Trump’s Approval Ticks Upward Without Corresponding Coattails

Updated on
  • Preference for ending Republican control rises from January
  • Trump’s approval rating is at 43 percent, up four points

The 2018 midterms look good for Democrats

U.S. voters by a growing margin prefer that Democrats control Congress after November’s mid-term elections, even as President Donald Trump’s job approval rating is rising, according to a new NBC News/Wall Street Journal poll.

Half of registered voters surveyed said they favor a Democratic-controlled Congress, while 40 percent want a Republican-controlled one. The 10-point edge is up from a six-point lead for Democrats in January.

The president’s approval rating rose to 43 percent, also up four points from January, driven by gains among Republicans, white men and independents.

The divergent results regarding Trump and the Republican Party have been borne out in recent special elections.

Democrat Conor Lamb appears to have narrowly defeated Republican Rick Saccone in the March 13 contest for a congressional seat in a Pennsylvania district Trump carried by about 20 points when he defeated Hillary Clinton in 2016. In December, former Alabama Chief Judge Roy Moore, a Republican, lost his race with Democrat Doug Jones to occupy the U.S. Senate seat once held by U.S. Attorney General Jeff Sessions in the heavily Republican state.

Trump had supported both Republicans: tweeting, holding rallies, and dispatching members of his family or administration to campaign.

Trump Versus Congress

Charles Franklin, a professor at the Marquette University Law School and director of its Law School Poll, attributed some of the contrasting results to Trump’s particular perspective and that of his supporters.
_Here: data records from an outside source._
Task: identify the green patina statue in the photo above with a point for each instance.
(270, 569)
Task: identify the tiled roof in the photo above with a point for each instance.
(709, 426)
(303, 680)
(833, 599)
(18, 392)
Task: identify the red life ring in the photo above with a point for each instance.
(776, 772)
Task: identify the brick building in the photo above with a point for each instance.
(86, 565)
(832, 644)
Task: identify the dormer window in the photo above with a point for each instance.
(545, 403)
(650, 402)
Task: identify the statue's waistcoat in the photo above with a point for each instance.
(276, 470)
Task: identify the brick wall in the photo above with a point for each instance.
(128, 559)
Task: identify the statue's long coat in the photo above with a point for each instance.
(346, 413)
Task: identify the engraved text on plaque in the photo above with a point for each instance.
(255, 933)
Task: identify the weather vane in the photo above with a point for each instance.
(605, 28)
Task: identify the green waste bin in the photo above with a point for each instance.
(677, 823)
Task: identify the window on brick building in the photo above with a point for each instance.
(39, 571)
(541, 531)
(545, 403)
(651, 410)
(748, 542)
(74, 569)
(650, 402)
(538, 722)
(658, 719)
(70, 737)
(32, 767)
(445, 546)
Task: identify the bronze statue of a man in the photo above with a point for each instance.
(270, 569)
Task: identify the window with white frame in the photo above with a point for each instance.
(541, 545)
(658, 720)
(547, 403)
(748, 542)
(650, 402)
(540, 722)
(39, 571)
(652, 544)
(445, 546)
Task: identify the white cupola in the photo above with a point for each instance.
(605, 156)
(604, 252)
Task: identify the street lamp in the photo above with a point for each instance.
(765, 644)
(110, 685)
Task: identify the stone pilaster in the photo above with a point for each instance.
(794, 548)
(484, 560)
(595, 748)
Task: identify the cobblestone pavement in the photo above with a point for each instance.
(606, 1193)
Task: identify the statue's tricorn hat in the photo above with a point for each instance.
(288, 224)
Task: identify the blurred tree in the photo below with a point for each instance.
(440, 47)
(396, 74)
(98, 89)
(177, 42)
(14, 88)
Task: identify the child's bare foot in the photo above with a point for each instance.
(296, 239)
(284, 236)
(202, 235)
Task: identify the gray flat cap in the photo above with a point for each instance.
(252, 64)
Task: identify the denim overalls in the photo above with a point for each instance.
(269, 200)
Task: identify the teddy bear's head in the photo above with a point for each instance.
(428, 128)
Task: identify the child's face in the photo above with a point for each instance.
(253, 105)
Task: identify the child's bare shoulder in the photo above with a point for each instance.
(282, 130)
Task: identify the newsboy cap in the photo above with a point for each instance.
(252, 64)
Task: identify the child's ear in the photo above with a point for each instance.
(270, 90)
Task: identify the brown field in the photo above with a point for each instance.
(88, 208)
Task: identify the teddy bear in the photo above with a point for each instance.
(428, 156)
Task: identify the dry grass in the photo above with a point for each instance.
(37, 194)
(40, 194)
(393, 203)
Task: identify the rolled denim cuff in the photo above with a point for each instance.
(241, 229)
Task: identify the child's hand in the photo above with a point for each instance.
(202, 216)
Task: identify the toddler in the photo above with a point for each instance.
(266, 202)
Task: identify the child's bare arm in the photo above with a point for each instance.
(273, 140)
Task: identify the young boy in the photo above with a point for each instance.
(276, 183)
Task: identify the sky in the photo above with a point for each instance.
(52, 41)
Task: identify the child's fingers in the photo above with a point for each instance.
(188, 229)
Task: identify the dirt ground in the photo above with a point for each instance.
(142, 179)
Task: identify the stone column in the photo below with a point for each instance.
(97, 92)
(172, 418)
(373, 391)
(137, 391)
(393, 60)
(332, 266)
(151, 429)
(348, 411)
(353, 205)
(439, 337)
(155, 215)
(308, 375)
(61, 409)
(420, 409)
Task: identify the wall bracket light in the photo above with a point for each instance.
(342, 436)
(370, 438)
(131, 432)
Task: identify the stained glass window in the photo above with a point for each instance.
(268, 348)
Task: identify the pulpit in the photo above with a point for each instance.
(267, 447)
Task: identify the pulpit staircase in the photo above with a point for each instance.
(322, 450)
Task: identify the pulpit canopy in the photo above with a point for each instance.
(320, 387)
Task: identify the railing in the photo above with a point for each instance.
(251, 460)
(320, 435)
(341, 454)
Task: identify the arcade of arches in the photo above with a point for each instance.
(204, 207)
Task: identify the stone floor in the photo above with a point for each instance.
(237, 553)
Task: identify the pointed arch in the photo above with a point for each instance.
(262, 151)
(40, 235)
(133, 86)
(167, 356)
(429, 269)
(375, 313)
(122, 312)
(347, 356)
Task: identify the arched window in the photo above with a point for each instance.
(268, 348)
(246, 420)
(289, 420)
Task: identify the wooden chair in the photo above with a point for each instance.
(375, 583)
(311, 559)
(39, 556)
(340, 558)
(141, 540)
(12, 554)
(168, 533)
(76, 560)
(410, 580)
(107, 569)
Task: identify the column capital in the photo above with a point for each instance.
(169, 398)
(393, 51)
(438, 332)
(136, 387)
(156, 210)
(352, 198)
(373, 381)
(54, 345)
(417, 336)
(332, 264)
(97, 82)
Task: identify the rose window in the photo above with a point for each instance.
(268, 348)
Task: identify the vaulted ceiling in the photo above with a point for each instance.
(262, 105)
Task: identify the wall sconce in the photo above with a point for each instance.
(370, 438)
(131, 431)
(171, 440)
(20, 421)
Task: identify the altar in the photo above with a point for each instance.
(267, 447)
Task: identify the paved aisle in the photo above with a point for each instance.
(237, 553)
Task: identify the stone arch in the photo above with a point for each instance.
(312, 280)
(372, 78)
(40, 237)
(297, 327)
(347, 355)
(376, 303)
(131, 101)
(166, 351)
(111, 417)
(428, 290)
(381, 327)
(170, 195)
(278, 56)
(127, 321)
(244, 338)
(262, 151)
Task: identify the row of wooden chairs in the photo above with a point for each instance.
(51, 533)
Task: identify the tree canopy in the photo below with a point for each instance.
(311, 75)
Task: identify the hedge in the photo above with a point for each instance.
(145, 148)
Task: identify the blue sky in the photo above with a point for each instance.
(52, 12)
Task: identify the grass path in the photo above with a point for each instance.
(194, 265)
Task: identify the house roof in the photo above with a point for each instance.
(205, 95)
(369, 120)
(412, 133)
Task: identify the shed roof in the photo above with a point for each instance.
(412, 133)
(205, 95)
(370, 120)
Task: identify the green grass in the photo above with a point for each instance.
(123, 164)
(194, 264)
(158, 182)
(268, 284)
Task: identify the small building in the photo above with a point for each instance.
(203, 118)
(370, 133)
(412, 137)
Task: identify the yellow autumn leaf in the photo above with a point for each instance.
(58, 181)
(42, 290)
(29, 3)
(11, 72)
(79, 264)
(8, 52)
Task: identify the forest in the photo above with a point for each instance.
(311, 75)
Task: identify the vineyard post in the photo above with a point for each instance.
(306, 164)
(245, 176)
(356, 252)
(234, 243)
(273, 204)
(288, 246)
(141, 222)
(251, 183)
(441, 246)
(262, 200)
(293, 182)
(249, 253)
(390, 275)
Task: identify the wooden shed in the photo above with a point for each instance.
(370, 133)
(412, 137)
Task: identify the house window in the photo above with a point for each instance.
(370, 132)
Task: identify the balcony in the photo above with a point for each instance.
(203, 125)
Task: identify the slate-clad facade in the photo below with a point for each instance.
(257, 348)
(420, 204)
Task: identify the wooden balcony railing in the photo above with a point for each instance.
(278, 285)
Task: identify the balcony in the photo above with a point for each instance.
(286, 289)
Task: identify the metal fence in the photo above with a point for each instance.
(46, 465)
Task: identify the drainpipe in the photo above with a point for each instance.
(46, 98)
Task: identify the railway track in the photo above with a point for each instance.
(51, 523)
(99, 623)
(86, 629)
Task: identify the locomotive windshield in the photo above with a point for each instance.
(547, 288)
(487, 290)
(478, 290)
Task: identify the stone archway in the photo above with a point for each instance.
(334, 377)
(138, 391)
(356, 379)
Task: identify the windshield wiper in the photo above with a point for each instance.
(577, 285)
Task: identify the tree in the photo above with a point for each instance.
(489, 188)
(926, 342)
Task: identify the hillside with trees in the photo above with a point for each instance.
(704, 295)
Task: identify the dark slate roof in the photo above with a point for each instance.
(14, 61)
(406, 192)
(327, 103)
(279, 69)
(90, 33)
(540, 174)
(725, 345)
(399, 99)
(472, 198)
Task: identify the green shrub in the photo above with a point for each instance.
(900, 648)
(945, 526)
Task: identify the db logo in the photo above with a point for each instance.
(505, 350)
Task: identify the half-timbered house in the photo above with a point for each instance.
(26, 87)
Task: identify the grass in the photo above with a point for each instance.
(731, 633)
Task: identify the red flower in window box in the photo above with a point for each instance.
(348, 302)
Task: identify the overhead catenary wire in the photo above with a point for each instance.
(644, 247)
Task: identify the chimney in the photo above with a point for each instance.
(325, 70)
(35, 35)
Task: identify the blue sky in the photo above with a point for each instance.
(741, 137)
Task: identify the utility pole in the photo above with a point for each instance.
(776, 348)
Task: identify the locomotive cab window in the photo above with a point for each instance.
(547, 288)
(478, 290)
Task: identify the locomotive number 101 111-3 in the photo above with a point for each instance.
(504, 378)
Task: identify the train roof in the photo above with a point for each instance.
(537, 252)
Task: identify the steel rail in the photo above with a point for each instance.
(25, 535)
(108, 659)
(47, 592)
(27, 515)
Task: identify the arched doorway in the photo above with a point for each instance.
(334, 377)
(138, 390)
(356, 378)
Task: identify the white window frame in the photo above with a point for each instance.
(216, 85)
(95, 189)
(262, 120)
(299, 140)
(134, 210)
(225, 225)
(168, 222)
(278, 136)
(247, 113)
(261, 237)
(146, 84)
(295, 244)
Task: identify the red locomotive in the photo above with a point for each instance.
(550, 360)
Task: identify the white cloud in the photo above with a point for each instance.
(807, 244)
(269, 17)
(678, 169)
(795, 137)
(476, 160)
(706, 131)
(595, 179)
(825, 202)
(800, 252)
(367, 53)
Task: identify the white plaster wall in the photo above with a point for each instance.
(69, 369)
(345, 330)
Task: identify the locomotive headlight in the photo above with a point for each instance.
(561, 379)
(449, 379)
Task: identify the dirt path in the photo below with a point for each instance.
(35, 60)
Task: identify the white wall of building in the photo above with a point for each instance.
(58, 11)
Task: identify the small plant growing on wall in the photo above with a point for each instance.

“Trump fans are not especially strong fans of Congress or the Republican Congressional majority, a separation Trump himself often fosters through his criticism of GOP leadership’s failure to follow his wishes,” Franklin said. “His criticism of GOP leaders reduces what might be a normal partisan correlation between support for a Republican president and for a Republican Congress.”

That said, it’s typical for the president’s party to lose seats in a mid-term election. “The question is, how large the gap?” said Franklin.

Larry Sabato, director of the University of Virginia Center for Politics, played down the significance of the survey’s figures on Trump.

Growing Intensity

“The uptick in presidential approval means nothing,” he said. “Other polls show Trump down. Nothing much has changed during his presidency. Trump retains the support of most of the 46 percent who voted for him. The 54 percent who didn’t, still dislike him, and their intensity has grown.”

Citing prior polls that have shown Democrats sustaining an 8- to 10-percent lead, Sabato said that margin will probably be enough for them to take control of the House of Representatives, provided it holds up.

Republicans currently hold 238 House seats, to Democrats’ 192 with five vacancies, including the contested Pennsylvania seat. Should Lamb’s victory -- by less than 1,000 votes out of more than 227,000 cast -- hold up under an expected Republican challenge, Democrats will need 23 more seats to tip that chamber’s majority to their side.

The entire House membership stands for election every two years. This year’s contests will come amid a strong economy but uncertainty over the effects of the Trump administration’s tax and trade policies, as well as the lingering cloud of Special Counsel Robert Mueller’s investigation into potential collusion between Russian agents and the president’s 2016 campaign organization.

White Men

Trump’s rating rose as he consolidated support among Republicans, 84 percent of whom approved of the president in the latest NBC/WSJ poll against 78 percent in January. Trump’s approval rating with white men rose seven points, to 59 percent, and independents’ approval jumped to 45 percent from 33 percent.

The survey showed the most popular political figures and institutions in the U.S. are the Federal Bureau of Investigation and the women’s health provider Planned Parenthood. The least popular were House Democratic Leader Nancy Pelosi, the Republican Party, and Trump.

Still, the poll showed Democratic voters may be more motivated than their Republican counterparts this year. Sixty percent of them said they have a high degree of interest in the upcoming elections, while 54 percent of Republicans expressed the same sentiment.

Another poll released Monday showed more than a third of Americans, including 41 percent of Democrats, say it is very important for them to get involved in politics. That survey, by Monmouth University, found 59 percent of Americans said they are dissatisfied with Washington, and the share of Democrats who said they were angry has doubled to 28 percent since the fall of 2016.

The NBC News/Wall Street Journal survey was conducted March 10-14, with 1,100 adults surveyed. It had a margin of error of plus or minus 3 percentage points. Among 930 registered voters the margin of error was plus or minus 3.2 percentage points.

Monmouth researchers surveyed 803 adults from March 2-5 and it had an error margin of plus or minus 3.5 percentage points, according to a statement announcing its findings.